Gaylord Focker’s nephews are Dom Focker and Randy Focker apparently and the movie had degenerated into slapstick by this point. Nonetheless, we enjoyed this sequel on Friday night after a meal at Chad and Cathy’s place. Chad fired up the BBQ and we had hamburgers and accompaniments. Cass and I took a bottle of red wine and ended up drinking the thing in rapid time, as after we’d had a chat for a while and been joined by Doug and Jerry, there wasn’t a lot of time before we were due at the movies. Doug and Jerry flew out to India the next day for a week of warmer temperatures, massages and pampering. The little chief, Levi, went with Gemma, the amah, to Takashimaya, one of his favorite places apparently!
Carl, Ross and I had arranged to meet at the beach on Saturday morning but just in time for our week’s break, the conditions decided to be most uncooperative, a lazy wash of foam crumbling down little pop gun waves, the power generated barely enough to propel us. We left the water at different stages to congregate in the car park and ended up having a good long chat about allsorts, drinking from Carl’s thermos of tea and eating the curried egg sangas that Cass regularly makes for us. The swell looks like being terribly lame for days to come yet, a possible improvement in conditions forecast for later in the week.
Cass and I had a lazy day yesterday before I decided to take the scooter out to Damshui to investigate some other possibilities for a wave in the future. It’s quite an exciting feeling to venture down windy, muddy tracks, following your nose to the ocean, hoping to find a little inlet or reef that surfers are yet to discover.
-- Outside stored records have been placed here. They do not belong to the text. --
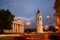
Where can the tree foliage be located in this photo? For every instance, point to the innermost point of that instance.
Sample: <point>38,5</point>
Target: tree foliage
<point>6,18</point>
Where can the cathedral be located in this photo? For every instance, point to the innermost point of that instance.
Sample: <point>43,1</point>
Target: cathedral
<point>39,25</point>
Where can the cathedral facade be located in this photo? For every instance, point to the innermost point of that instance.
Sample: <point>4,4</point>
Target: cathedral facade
<point>39,25</point>
<point>17,27</point>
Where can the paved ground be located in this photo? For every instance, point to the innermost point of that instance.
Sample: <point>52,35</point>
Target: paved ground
<point>30,36</point>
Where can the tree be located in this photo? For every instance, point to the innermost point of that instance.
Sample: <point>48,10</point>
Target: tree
<point>6,18</point>
<point>52,28</point>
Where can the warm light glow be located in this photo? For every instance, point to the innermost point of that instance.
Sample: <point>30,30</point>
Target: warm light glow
<point>28,23</point>
<point>48,16</point>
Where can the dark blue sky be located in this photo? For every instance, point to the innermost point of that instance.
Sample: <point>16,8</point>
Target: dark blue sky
<point>26,9</point>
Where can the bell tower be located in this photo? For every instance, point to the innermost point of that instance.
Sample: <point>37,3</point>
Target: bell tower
<point>39,22</point>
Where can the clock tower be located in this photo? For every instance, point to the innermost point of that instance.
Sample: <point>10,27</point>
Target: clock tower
<point>39,22</point>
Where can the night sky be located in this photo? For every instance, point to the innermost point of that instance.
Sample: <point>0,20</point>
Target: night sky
<point>26,9</point>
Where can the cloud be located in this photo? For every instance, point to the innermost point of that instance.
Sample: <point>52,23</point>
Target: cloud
<point>25,18</point>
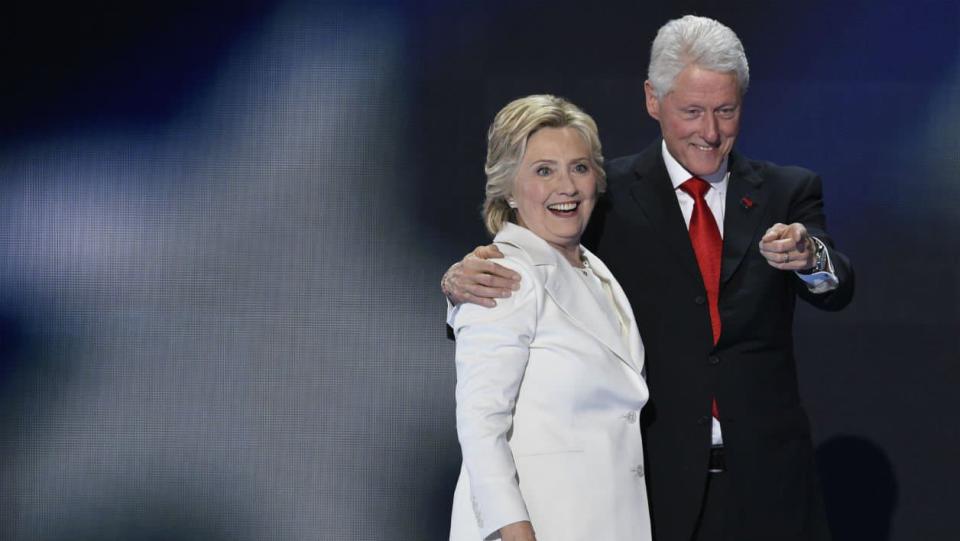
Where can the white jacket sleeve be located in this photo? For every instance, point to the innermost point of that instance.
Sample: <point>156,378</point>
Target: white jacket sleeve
<point>492,352</point>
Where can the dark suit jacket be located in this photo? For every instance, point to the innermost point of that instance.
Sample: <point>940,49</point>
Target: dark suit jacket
<point>639,231</point>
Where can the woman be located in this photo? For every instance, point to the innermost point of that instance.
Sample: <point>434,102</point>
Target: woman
<point>549,382</point>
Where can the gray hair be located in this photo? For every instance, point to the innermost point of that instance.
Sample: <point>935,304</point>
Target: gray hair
<point>699,41</point>
<point>507,143</point>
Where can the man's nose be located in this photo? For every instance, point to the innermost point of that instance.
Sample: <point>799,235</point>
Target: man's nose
<point>565,183</point>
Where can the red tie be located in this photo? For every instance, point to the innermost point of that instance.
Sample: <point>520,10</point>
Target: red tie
<point>708,247</point>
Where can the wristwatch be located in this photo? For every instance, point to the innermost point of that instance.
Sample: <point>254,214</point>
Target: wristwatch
<point>819,257</point>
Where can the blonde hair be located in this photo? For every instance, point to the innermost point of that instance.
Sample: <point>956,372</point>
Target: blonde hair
<point>695,41</point>
<point>507,142</point>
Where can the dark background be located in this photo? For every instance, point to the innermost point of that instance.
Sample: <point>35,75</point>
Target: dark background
<point>222,226</point>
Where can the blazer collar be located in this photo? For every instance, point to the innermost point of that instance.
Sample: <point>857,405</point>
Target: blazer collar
<point>563,285</point>
<point>655,200</point>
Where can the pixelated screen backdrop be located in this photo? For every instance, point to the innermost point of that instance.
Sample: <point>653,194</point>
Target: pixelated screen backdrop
<point>223,224</point>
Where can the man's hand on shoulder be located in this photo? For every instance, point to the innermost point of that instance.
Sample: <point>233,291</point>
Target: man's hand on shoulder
<point>788,247</point>
<point>475,279</point>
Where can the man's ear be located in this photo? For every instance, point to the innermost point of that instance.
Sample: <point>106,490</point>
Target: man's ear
<point>653,104</point>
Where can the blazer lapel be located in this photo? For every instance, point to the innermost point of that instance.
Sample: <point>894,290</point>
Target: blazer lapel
<point>656,202</point>
<point>583,309</point>
<point>745,207</point>
<point>634,343</point>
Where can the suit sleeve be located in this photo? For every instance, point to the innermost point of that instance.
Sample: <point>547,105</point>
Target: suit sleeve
<point>491,356</point>
<point>807,208</point>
Our Pillbox wave was just that we thought, but we’ve since found an article by an American who spied a break suspiciously similar in 1967 as he was traveling on a bus from Damshui! The old Damshui road has since been superceded by a new highway, but from his notes we figure that it is probably the same break; discovered, left and rediscovered all these years later. I found a few little coves, but we’ll have to wait for some swell before we really know whether they’ll work or not. I was determined to continue investigating, but a heavy sea mist started to roll in, dank and thick, cutting straight through the jacket I was wearing and chilling to the bone. The same fog is still around this morning, not a zephyr to disturb it as it sits obstinately over a very quiet, pre Chinese New Year city.
Chinese New Year’s Eve is tomorrow and shops and businesses are already closing down. The city becomes quite a different place this week, a balloon that has a slow leak, the air of excitement and bustle slowing ebbing from it as each day passes. It is a family time and many people have already traveled to ancestral homes here in Taiwan or even China.
I have just finished my face to face commitments with another class and have some assignments to finish off, yet have already begun another research course online and done some assignments for it as well. Our next travel will be to Vietnam in March for 4 days for conferences and yet more credit points (I should say “point”!) and we’ve booked in a very flash hotel with views of the Opera House.